Gershwin pointed at a fire hydrant. “The hydrant cite was here.” We continued slowly for another block and he had me pull to the curb. “And there’s the loading zone where he got ticketed.”
“Times?”
“Both Friday mornings, one at eight-fifteen, the other at nine twenty-five.”
We got out. The smell of urine rose from a gutter clogged with cigarette butts, fast-food wrappers, broken liquor bottles, crack vials and used condoms. A bus roared past and added its oily exhaust smell to the miasma.
“What a hellhole,” I said, scanning the block, seeing a warehouse on the far side, flanked by a two-story strip club called the Paraíso, beside it a broken-down motel. Closer was a closed taqueria and a muffler outlet. On the other end of the block stood another strip joint called the Pink Pussycat, another brick warehouse, and a pawnbroker. I watched a skinny, miniskirted hooker step from between two buildings, make us – they were as fast to ID cops as I was – then turn and disappear into the bricks. “What brought Perlman here?” I wondered aloud.

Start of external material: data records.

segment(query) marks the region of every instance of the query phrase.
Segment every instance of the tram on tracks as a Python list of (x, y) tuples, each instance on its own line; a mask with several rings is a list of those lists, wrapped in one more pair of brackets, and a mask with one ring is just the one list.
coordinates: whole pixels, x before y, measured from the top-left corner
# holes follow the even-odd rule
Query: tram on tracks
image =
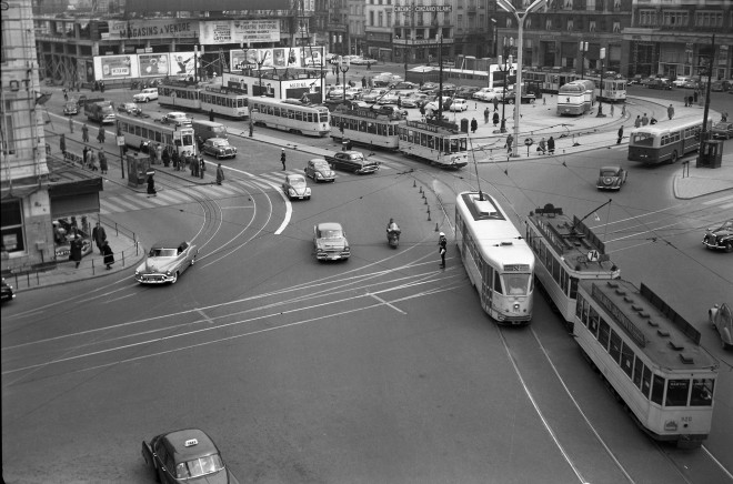
[(646, 285), (581, 281), (573, 335), (652, 438), (697, 447), (707, 437), (719, 363), (700, 332)]
[(529, 324), (535, 258), (494, 198), (459, 193), (455, 244), (483, 310), (500, 324)]
[(540, 289), (571, 331), (578, 284), (619, 279), (621, 270), (593, 231), (578, 216), (563, 214), (562, 208), (548, 203), (530, 212), (525, 222), (526, 243), (538, 261), (534, 274)]
[(445, 121), (406, 121), (398, 127), (399, 151), (441, 168), (469, 164), (469, 134)]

“Getting his knob polished,” Gershwin said.
“On Friday mornings?”
“Yeah, I’ve never been horny on a Friday morning, Detective. I save it for Tuesdays and Thursdays between two-seventeen and three twenty-two a.m.”

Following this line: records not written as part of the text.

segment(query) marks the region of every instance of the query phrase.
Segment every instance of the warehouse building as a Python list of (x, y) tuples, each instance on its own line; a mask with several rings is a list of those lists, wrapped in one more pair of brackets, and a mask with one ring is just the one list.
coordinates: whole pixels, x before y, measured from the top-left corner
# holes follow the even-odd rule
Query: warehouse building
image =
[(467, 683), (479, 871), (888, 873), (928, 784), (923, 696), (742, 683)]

I ignored the sarcasm as probably warranted and nodded toward the Paraiso. “Think he was looking for love at one of the titty bars?”

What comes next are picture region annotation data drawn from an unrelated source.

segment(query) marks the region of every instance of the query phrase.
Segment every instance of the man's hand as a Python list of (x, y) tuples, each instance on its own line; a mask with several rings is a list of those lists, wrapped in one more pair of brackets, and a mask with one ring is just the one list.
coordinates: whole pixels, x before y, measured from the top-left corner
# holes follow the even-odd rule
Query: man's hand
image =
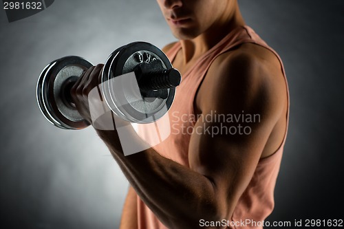
[(89, 113), (88, 96), (92, 89), (99, 87), (103, 66), (103, 64), (98, 64), (90, 67), (79, 77), (71, 89), (72, 98), (78, 111), (90, 124), (93, 122)]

“They don’t open that early. Gotta have time to mop up the previous evening’s diseases. Think Perl-O-Man might have been keeping the books for one of these joints?”
I waited until traffic on the four-lane was stopped by lights and stepped into the street to study all the businesses. The lights changed and cars rushed my way.
“I don’t see any of these ratholes bringing in enough money to need an accountant,” I said, jumping from the street as a garbage truck rumbled by, the driver giving me a blast of horn. “Unless they’re selling more than lap dances and tires.”
“We can always ask. I’m sure they’ll be happy to answer our questions.”
“Right now I got just one question, Ziggy,” I said.
“What did Perlman do to end up in a cistern beneath a stack of Hondurans?”
“Nope. Perlman’s hacked-off hands tell us he stole something. My question is, Who did he steal it from?”
We jumped inside the Rover and I watched the rearview for an opportunity, squealing out a U-turn. I was looking into oncoming traffic when I snapped my head to follow a dented gray sedan rushing past in the oncoming lane, the suited, tie-wearing driver now seeming to duck away as he slipped on a pair of shades.
“What?” Gershwin asked, seeing the swerving trajectory of my gaze.
“That guy in the beater gray Caprice,” I said, looking in the mirror as the car turned a hard right without signaling. “I swear he looked just like Lonnie Canseco.”
“A Latin-lover type?”
“I know, not exactly a rarity in Miami. Plus there was a woman beside him, blonde like Valdez, but her face turned away.”
“Canseco’s in Jacksonville,” Gershwin said. “And Valdez is off today. It’s on the board at the department. Besides …”
“Yeah,” I realized, still shooting glances at the rearview. “I haven’t exactly spent a lot of quality time with my colleagues. I’m amazed I can remember their names.”